The touchdown belongs to the whole team
A couple of weeks ago, before the conference championship games, I heard an interesting radio commentary by Diana Nyad about Arizona receiver Larry Fitzgerald.  Her observation was that when he scored a touchdown, it was not about celebrating by himself in the end zone in front of the fans, but going back to the other ten players on the field who helped make the touchdown possible and celebrating with them.  Again a community ethic and she says that Fitzgerald says his mother wouldn’t want it any other way.

(The one and only pro football game I watched much of this year was the championship game Arizona won and I did get to see Fitzgerald make a couple of great plays and score touchdowns.  True to Diana Nyad’s commentary he did not put on a show in the end zone.  But he did linger there with arms raised for a few seconds and then, true to form, the TV cut away before I ever saw him jog back to his team mates to celebrate with them.  Maybe I’ll see more on Sunday.)

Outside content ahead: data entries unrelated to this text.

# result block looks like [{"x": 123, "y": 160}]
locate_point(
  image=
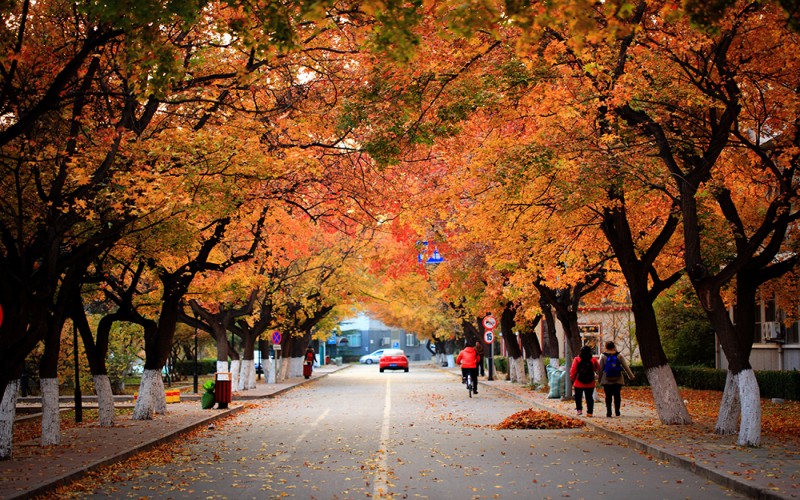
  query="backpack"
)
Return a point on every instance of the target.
[
  {"x": 612, "y": 368},
  {"x": 585, "y": 371}
]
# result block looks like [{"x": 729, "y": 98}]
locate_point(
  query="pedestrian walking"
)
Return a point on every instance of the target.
[
  {"x": 612, "y": 377},
  {"x": 308, "y": 362},
  {"x": 583, "y": 374}
]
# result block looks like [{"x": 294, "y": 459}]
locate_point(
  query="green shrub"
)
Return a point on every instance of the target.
[
  {"x": 772, "y": 384},
  {"x": 204, "y": 367},
  {"x": 779, "y": 384}
]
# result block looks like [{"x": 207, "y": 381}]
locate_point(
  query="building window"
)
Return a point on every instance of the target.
[{"x": 590, "y": 335}]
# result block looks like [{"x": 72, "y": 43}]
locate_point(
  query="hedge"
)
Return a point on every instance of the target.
[
  {"x": 204, "y": 367},
  {"x": 772, "y": 384}
]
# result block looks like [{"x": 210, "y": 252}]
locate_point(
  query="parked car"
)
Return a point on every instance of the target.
[
  {"x": 393, "y": 359},
  {"x": 372, "y": 357}
]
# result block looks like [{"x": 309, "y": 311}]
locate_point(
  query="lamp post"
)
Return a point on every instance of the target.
[
  {"x": 78, "y": 397},
  {"x": 195, "y": 360}
]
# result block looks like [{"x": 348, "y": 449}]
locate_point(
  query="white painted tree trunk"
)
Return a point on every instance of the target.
[
  {"x": 270, "y": 371},
  {"x": 247, "y": 377},
  {"x": 518, "y": 372},
  {"x": 282, "y": 372},
  {"x": 536, "y": 371},
  {"x": 750, "y": 400},
  {"x": 729, "y": 408},
  {"x": 8, "y": 411},
  {"x": 145, "y": 403},
  {"x": 297, "y": 367},
  {"x": 669, "y": 405},
  {"x": 51, "y": 416},
  {"x": 159, "y": 396},
  {"x": 105, "y": 400},
  {"x": 236, "y": 366}
]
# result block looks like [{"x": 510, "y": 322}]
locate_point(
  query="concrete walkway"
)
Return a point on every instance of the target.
[
  {"x": 34, "y": 470},
  {"x": 769, "y": 472}
]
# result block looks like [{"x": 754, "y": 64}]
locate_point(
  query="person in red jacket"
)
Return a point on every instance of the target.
[
  {"x": 469, "y": 359},
  {"x": 583, "y": 374}
]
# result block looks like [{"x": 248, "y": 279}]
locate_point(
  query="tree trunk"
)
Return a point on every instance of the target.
[
  {"x": 666, "y": 395},
  {"x": 236, "y": 366},
  {"x": 750, "y": 400},
  {"x": 51, "y": 416},
  {"x": 145, "y": 403},
  {"x": 549, "y": 338},
  {"x": 737, "y": 351},
  {"x": 536, "y": 371},
  {"x": 729, "y": 408},
  {"x": 517, "y": 374},
  {"x": 8, "y": 410},
  {"x": 516, "y": 363},
  {"x": 105, "y": 400},
  {"x": 247, "y": 375}
]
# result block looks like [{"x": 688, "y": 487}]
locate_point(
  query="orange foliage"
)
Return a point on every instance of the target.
[{"x": 538, "y": 419}]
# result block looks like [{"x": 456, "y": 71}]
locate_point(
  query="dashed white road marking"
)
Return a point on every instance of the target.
[{"x": 381, "y": 484}]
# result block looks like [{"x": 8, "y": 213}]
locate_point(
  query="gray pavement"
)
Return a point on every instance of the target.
[{"x": 771, "y": 471}]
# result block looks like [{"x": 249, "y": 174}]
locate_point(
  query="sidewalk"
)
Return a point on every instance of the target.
[
  {"x": 771, "y": 471},
  {"x": 34, "y": 470}
]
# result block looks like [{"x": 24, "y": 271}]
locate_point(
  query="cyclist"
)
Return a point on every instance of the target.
[{"x": 469, "y": 359}]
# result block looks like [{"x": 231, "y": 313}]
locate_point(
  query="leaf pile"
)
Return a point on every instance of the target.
[
  {"x": 780, "y": 420},
  {"x": 538, "y": 419}
]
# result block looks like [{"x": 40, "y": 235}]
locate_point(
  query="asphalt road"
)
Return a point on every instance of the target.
[{"x": 359, "y": 433}]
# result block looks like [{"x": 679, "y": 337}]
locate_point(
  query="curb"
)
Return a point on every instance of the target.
[
  {"x": 147, "y": 445},
  {"x": 72, "y": 476},
  {"x": 662, "y": 454}
]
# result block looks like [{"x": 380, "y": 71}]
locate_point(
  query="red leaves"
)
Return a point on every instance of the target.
[{"x": 538, "y": 419}]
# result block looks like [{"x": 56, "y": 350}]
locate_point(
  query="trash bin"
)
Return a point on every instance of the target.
[{"x": 223, "y": 391}]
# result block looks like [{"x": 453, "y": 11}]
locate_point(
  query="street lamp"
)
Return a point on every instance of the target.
[
  {"x": 422, "y": 256},
  {"x": 195, "y": 360},
  {"x": 78, "y": 397}
]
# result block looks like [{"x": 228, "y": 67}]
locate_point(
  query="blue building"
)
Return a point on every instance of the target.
[{"x": 362, "y": 335}]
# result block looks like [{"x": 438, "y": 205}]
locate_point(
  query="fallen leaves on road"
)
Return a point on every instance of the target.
[{"x": 538, "y": 419}]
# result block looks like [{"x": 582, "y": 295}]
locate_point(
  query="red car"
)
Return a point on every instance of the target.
[{"x": 393, "y": 359}]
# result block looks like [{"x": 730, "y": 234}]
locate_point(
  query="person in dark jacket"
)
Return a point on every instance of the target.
[
  {"x": 612, "y": 382},
  {"x": 584, "y": 377},
  {"x": 469, "y": 360}
]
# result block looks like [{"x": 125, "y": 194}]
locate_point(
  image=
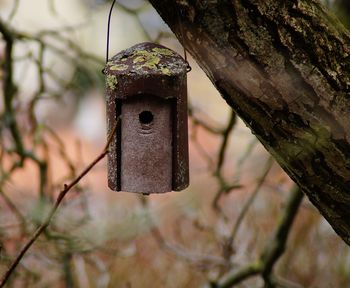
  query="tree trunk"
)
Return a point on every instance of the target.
[{"x": 284, "y": 67}]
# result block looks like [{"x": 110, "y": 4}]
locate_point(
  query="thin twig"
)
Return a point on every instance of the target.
[
  {"x": 243, "y": 212},
  {"x": 273, "y": 250},
  {"x": 59, "y": 199}
]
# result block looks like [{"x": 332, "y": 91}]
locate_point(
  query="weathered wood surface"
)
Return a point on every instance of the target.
[{"x": 284, "y": 67}]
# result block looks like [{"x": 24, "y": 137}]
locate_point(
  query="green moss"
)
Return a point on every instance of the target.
[
  {"x": 111, "y": 81},
  {"x": 163, "y": 51},
  {"x": 146, "y": 59},
  {"x": 119, "y": 67},
  {"x": 165, "y": 71}
]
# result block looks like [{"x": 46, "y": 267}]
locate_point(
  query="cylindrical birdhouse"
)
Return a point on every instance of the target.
[{"x": 147, "y": 89}]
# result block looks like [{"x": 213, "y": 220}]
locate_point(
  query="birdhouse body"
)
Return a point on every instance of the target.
[
  {"x": 146, "y": 145},
  {"x": 146, "y": 86}
]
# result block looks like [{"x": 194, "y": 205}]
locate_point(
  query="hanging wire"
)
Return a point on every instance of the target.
[
  {"x": 189, "y": 68},
  {"x": 108, "y": 29}
]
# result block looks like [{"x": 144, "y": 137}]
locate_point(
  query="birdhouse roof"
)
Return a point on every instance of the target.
[{"x": 146, "y": 59}]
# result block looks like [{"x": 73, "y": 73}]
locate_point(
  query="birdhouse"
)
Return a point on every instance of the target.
[{"x": 147, "y": 91}]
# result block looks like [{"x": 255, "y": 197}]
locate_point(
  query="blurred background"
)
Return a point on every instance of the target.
[{"x": 100, "y": 238}]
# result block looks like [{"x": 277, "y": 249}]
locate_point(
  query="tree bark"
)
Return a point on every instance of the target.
[{"x": 284, "y": 67}]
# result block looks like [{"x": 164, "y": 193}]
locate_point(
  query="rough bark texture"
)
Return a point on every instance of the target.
[{"x": 284, "y": 67}]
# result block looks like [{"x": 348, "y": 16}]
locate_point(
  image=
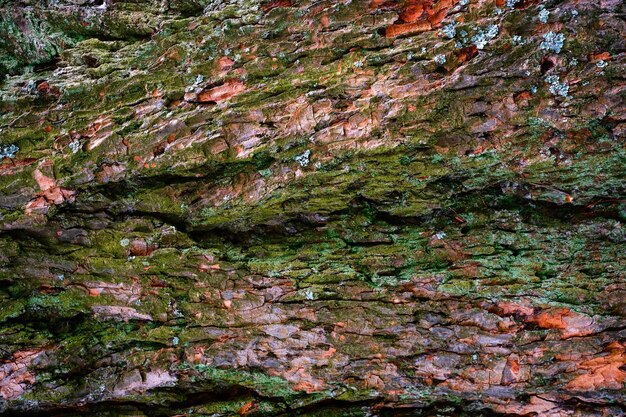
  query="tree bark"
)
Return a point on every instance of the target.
[{"x": 316, "y": 208}]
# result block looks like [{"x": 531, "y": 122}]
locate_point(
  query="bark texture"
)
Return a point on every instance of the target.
[{"x": 320, "y": 208}]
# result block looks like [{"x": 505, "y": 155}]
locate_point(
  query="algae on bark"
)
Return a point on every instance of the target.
[{"x": 312, "y": 208}]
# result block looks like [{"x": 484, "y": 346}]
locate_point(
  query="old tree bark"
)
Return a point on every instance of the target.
[{"x": 320, "y": 208}]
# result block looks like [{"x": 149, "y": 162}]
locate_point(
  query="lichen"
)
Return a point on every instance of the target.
[{"x": 552, "y": 42}]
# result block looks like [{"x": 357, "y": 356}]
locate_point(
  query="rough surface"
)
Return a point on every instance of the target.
[{"x": 320, "y": 208}]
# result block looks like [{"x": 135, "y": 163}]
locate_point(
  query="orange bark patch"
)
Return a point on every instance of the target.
[
  {"x": 51, "y": 194},
  {"x": 15, "y": 376},
  {"x": 604, "y": 372},
  {"x": 222, "y": 92},
  {"x": 417, "y": 15},
  {"x": 466, "y": 54},
  {"x": 600, "y": 56},
  {"x": 276, "y": 3},
  {"x": 568, "y": 322},
  {"x": 225, "y": 63}
]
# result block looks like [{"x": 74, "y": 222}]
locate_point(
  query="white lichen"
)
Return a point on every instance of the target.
[
  {"x": 303, "y": 158},
  {"x": 552, "y": 42},
  {"x": 557, "y": 87},
  {"x": 449, "y": 31},
  {"x": 8, "y": 151},
  {"x": 481, "y": 38},
  {"x": 74, "y": 145}
]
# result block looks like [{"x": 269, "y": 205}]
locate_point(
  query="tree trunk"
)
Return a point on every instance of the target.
[{"x": 315, "y": 208}]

2 thoughts on “Community In Football

  1. Reformed Catholic

    Speaking of how in Pittsburgh the Steelers are more of a religion than religion, I fully expect to show up for Worship on Sunday at 11am, and find half (if not more) of the congregation dressed up in Steeler’s jerseys, and someone at the “joys and concerns” time ask for prayers (or a cheer) for the Steelers to win.